Jakarta – Calon Wakil Presiden (Cawapres) nomor urut 3, Mahfud MD, mengungkit pendapat yang pernah dilontarkan Ahli Hukum Tata Negara, Yusril Ihza Mahendra terkait sengketa hasil Pemilihan Umum (Pemilu).
Mahfud menyampaikan itu dalam pidato pembukaan di Sidang Perdana Permohonan Hasil Pemilihan Umum (PHPU) di Mahkamah Konstitusi (MK), Jakarta, pada Rabu (27/3/2024).
Dalam pidato yang disampaikan secara berurutan dengan calon presiden nomor urut 3 Ganjar Pranowo, Mahfud memberikan gambaran tentang peran MK dalam peta hukum Indonesia.
Menurut dia, dalam perjalanannya MK Indonesia pernah memberikan warna progresif bagi perkembangan hukum konstitusi di indonesia dan dinilai sebagai lembaga penegak hukum yang sangat kredibel.
“Harvard Hand Book Tahun 2012 seperti yang ditulis oleh Tom C menilai MK Indonesia adalah salah satu dari 10 MK paling efektif di dunia,” kata Mahfud.
Selain itu, beberapa jurnal ilmiah di dunia baik dalam bentuk disertasi, makalah, jurnal akademik hingga berbagai media massa juga mengapresiasi keberanian MK dalam membuat landmark decision di Indonesia.

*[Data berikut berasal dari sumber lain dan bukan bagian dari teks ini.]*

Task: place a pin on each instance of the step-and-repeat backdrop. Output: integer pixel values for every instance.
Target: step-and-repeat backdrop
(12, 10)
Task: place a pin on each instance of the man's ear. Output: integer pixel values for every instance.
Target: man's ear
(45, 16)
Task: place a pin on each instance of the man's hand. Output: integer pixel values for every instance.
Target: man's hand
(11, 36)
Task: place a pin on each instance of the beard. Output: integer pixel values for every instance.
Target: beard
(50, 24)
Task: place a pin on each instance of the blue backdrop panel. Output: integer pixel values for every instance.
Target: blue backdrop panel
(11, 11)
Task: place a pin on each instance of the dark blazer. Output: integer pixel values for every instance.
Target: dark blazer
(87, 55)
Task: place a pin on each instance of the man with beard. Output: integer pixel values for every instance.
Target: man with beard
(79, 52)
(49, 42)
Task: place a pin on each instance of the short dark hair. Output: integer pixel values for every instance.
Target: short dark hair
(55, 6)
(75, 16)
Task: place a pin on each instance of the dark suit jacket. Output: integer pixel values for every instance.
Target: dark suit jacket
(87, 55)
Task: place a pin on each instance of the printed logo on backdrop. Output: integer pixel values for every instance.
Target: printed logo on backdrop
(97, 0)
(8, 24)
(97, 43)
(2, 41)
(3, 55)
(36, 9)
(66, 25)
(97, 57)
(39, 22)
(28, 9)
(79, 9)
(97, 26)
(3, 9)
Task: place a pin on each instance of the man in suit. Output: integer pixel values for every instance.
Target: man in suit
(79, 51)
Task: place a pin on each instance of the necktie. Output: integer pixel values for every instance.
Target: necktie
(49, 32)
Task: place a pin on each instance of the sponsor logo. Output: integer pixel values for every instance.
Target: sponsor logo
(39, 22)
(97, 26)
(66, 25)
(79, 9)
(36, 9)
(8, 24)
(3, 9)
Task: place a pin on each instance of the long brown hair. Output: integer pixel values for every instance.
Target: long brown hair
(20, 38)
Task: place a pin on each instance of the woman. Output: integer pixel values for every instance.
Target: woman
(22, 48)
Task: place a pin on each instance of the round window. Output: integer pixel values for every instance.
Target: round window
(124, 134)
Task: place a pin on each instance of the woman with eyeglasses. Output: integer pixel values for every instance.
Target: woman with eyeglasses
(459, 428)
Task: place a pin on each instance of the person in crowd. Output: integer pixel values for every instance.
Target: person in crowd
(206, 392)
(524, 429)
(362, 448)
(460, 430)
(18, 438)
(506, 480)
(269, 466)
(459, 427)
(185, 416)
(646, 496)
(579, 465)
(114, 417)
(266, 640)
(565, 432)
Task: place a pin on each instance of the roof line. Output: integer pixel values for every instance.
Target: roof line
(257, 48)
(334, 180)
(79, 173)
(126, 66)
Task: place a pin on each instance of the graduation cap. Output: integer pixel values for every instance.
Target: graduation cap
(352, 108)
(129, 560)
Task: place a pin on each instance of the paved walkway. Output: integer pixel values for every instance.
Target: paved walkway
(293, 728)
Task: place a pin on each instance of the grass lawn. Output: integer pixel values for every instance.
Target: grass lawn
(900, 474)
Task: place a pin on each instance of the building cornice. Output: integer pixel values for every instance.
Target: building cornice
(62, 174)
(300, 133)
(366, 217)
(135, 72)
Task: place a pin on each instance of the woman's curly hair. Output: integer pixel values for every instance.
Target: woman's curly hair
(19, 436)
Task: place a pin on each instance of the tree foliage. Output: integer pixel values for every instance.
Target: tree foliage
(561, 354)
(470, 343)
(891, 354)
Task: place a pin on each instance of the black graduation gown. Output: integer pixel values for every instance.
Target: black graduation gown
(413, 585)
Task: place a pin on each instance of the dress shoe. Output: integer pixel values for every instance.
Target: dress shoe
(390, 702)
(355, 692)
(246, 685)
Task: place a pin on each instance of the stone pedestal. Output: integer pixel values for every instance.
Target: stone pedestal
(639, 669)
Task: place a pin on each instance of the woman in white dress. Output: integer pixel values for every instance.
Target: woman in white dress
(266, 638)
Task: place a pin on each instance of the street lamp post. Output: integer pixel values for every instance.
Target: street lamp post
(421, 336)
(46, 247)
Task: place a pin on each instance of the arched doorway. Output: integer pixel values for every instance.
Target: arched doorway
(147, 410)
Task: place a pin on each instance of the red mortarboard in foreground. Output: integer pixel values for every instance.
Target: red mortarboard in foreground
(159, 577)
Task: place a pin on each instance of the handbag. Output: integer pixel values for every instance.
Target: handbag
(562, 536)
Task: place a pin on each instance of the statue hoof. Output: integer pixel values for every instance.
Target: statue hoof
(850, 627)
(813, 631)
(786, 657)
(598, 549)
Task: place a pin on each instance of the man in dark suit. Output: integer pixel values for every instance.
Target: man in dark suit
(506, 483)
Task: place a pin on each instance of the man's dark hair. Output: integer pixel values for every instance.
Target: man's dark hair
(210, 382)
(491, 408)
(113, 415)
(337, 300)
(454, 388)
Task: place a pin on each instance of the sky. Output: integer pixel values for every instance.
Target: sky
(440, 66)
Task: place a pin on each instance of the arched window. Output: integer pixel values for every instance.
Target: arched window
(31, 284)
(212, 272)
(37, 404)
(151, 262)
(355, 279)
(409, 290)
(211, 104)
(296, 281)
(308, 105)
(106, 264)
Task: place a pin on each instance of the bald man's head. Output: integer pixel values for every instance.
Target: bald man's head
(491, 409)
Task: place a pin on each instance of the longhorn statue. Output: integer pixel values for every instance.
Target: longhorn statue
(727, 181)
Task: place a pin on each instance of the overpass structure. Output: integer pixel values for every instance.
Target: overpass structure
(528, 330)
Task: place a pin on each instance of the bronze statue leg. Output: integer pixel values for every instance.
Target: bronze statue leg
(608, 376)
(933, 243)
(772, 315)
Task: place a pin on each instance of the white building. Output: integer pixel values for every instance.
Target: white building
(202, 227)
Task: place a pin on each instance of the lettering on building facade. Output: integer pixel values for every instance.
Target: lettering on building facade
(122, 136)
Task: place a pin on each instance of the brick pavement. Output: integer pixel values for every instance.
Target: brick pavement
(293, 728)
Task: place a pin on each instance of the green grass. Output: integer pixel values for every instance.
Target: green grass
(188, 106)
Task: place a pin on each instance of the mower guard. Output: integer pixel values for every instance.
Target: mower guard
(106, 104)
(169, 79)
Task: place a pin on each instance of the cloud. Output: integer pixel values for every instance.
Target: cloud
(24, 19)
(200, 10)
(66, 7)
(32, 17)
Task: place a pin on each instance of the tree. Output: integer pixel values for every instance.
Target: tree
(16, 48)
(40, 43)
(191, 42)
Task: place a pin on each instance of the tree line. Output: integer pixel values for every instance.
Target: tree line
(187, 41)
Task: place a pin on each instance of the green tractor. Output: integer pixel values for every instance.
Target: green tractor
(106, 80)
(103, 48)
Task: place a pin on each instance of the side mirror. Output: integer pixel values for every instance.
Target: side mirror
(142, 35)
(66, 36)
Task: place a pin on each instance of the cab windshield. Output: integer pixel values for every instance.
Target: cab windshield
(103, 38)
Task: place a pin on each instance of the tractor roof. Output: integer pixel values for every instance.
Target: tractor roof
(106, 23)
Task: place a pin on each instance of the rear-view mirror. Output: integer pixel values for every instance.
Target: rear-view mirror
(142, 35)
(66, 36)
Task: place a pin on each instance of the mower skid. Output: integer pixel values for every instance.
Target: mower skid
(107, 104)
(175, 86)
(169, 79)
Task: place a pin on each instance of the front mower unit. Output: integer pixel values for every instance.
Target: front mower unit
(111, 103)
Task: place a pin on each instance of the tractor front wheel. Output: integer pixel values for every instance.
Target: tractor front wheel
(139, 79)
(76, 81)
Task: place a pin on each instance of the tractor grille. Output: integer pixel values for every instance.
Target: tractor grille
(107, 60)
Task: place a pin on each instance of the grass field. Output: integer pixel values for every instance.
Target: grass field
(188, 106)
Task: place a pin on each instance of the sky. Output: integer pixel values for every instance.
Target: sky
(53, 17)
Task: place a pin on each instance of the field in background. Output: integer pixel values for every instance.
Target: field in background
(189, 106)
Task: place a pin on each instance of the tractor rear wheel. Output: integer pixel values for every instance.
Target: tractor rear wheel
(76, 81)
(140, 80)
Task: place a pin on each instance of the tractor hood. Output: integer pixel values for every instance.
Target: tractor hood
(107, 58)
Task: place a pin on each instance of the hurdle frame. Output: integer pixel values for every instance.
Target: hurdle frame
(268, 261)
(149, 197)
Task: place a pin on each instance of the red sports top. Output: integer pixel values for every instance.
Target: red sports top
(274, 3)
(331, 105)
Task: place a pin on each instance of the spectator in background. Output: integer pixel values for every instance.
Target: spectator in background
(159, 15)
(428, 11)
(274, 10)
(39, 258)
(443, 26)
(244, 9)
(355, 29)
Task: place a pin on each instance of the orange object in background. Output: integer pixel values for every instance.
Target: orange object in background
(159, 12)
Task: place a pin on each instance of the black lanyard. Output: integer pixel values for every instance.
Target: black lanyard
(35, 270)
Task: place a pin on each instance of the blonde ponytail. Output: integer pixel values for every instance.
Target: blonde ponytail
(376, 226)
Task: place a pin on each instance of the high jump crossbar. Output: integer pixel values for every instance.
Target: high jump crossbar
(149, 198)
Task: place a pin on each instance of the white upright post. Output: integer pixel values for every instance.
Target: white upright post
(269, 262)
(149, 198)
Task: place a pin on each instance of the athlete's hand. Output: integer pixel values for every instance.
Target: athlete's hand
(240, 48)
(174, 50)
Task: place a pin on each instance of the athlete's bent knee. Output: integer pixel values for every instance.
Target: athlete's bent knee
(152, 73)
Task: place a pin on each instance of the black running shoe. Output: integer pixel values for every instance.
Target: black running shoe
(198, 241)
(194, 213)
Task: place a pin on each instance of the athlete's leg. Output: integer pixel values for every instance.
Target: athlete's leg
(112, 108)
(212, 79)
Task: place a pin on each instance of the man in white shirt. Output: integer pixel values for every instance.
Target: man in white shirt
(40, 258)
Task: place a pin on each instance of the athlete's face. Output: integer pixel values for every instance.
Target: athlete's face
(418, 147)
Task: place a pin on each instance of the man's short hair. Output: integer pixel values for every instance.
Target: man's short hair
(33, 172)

Bahkan, dalam konteks penyelesaian sengketa pemilu, begawan hukum Satjipto Rahardjo pernah menulis artikel dengan judul “Tribute untuk Mahkamah Konstitusi” di Harian Kompas, edisi 14 Juli 2009.
Dalam artikel itu, Satjipto Rahardjo mengatakan perlu ada sebuah monumen agar semua orang mengingat bahwa Indonesia pernah memiliki MK yang bekerja dengan penuh penghormatan, dan tidak takut terhadap intimidasi.
“Salah satu kunci pernah banjirnya apresiasi terhadap MK adalah keberanian MK dalam membuat landmark decision, keputusan monumental yang dengan berani menembus masuk ke relung keadilan substantif sebagai sukma hukum, bukan sekadar keadilan formal prosedur semata,” ungkap Mahfud.
Dia menjelaskan, landmark decision yang dibuat MK dalam hal pengujian UU misalnya pada teori open legal policy yang lahir atau digunakan secara resmi pertama kali oleh MK.
Selain itu, dalam hal mengadili pelanggaran pemilu, MK juga memperkenalkan pelanggaran terstruktur, sistematis, dan massif yang kemudian diadopsi dalam tata hukum Indonesia.
Mahfud kemudian mengungkit pendapat dari Ahli Hukum Tata Negara, yakni Yusril Isra Mahendra saat menjadi saksi ahli dalam sengketa hasil pemilu 2014.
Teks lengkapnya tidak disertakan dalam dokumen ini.